In the spectroscopy world a grad student goes into the lab and takes 20 spectra of 20
rocks and ponders them for a month. The spectra are looked at one at a time, while noting
the subtleties and details. No one has ever had to deal with 100,000 spectra a day. If I
can process one spectrum at a time by hand, there's no conceptual reason why a computer
can't process 100,000! The hard part is believing the numbers the computer is throwing
back at you, and none of us wants to do that! We want to be left alone for a year to
digest all the spectra and figure out the errors and the problems before we have to get
up and announce our results!
Once Mars Global Surveyor begins transmitting TES data back to Earth, we're going to
have to go public almost instantly. Our strategy will probably be to take our data, pick
three of the wavelength bands and process them into a color image. Our brains are really
good at identifying a blue pixel, a yellow pixel and a blob of orange pixels because they
all look different. We'll then pull up the 10 spectra for each of those areas and then
we'll be back in the old mode of doing 10 at a time by hand! But now the problem is,
we're throwing away 999,990 while we focus on the 10!
If you go back through history and the literature, virtually every discovery that's
been announced using spectroscopy has been wrong and had to be retracted because people
rushed into things! For example, back in the Mariner 6 & 7 days the principal investigator
who took the spectra of Mars announced at a press conference a week later, that methane
had been found on Mars. The only thing that produces methane in a planet is life.

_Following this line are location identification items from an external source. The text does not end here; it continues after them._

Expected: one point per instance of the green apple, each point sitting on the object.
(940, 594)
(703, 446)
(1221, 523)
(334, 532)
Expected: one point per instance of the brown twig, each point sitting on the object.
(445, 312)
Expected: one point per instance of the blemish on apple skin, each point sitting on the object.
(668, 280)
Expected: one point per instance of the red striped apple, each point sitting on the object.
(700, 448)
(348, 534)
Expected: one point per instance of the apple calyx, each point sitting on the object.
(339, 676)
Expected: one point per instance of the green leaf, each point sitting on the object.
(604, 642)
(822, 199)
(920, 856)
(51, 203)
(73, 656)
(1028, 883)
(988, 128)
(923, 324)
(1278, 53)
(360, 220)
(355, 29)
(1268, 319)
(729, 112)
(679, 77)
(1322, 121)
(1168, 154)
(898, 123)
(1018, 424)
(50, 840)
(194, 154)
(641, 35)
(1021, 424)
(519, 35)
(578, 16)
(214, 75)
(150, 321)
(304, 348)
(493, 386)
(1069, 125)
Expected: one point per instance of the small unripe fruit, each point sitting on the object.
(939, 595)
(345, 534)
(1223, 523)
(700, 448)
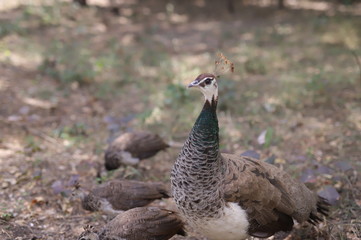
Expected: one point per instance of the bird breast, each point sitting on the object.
(231, 225)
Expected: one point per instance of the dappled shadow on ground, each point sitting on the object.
(72, 77)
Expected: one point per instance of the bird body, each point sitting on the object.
(149, 223)
(131, 147)
(230, 197)
(116, 196)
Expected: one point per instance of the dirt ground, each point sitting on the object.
(72, 78)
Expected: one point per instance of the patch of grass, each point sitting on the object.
(69, 63)
(7, 28)
(47, 15)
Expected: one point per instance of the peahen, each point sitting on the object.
(231, 197)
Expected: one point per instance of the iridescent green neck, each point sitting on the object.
(206, 125)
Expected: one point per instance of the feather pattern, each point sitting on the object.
(149, 223)
(206, 184)
(119, 195)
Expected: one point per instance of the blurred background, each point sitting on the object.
(75, 74)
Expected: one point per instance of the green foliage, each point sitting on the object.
(47, 15)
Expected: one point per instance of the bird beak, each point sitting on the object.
(193, 84)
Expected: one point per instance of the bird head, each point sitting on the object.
(207, 84)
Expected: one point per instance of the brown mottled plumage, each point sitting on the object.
(143, 223)
(117, 195)
(130, 148)
(230, 197)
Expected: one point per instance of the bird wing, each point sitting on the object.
(260, 189)
(127, 194)
(144, 223)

Wow!
Life on Mars! Well it turned out that a young guy had just published his Ph.D.
dissertation at Caltech, with those exact spectra lines in it, which the principal
investigator thought was methane. It turns out that the spectra were some previously
unknown absorption bands due to carbon monoxide ice, which is a far less exciting thing
to discover. So the principal investigator got very excited and announced things far too
early, because after all, for discovering life on Mars you go down in history but for
discovering carbon monoxide you don't! But you do go down in history for a royal blunder
and that is hard to recover from.
It's easy to see why people have been discovering the wrong things. Every substance
under the sun, including you and me, has a beautiful characteristic infrared spectrum
because we're all made up of molecules in crystal structures and cells that vibrate.

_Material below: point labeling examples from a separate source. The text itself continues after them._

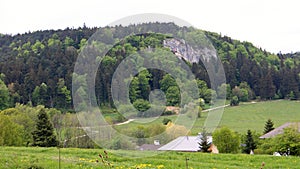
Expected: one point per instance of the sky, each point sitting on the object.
(270, 24)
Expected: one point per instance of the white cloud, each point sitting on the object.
(270, 24)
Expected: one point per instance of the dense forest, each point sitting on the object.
(37, 67)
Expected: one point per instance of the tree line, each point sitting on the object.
(37, 68)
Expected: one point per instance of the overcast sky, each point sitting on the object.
(270, 24)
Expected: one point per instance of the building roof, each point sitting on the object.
(280, 130)
(184, 143)
(149, 147)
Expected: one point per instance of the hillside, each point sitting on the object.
(37, 67)
(16, 157)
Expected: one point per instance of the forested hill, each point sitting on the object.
(37, 67)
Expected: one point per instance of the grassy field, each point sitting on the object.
(21, 157)
(246, 116)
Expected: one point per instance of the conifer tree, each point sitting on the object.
(204, 144)
(43, 136)
(269, 126)
(250, 143)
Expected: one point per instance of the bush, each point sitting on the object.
(167, 113)
(234, 101)
(166, 121)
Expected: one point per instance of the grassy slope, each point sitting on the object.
(246, 116)
(13, 157)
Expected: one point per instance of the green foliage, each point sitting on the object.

These vibrations are absolutely diagnostic of whether you're a mineral, carbon dioxide
ice, water ice or gas. The TES instrument can detect everything because everything has an
infrared spectrum. The bad news is that everything has an infrared spectrum and when
you're trying to look at the minerals on the ground, you have to look through gases in
the atmosphere, dust in the atmosphere, and water ice and clouds in the atmosphere. This
is where you have to be incredibly careful not to confuse a mineral on the ground that's
got an absorption feature that matches some mineral, but also matches carbon monoxide in
the atmosphere. You have to be very cautious about what you announce. We're going to try
and concentrate on what we hope are very strong obvious features that we can detect
conclusively at first.
Today I'm working on two proposals that are due at the end of August, for instruments
on the 2001 lander and orbiter going to Mars. I really want to participate in those
missions! We've got an excellent team and good ideas so I'm spending a fair amount of my
summer writing proposals for the next set of missions.
I'm incredibly psyched now. A month ago I was burned out but the Pathfinder lander has
gotten me excited again. My biggest fear all along was that we'd fly the most spectacular
instrument you could imagine to Mars and every spectrum would look the same--that Mars is
made up of one type of rock, namely basalt, and there are none of these are evaporites
and lake bed or hot spring deposits. But looking at the landscape and seeing that the
rocks in the color pictures look different, has got me totally pumped!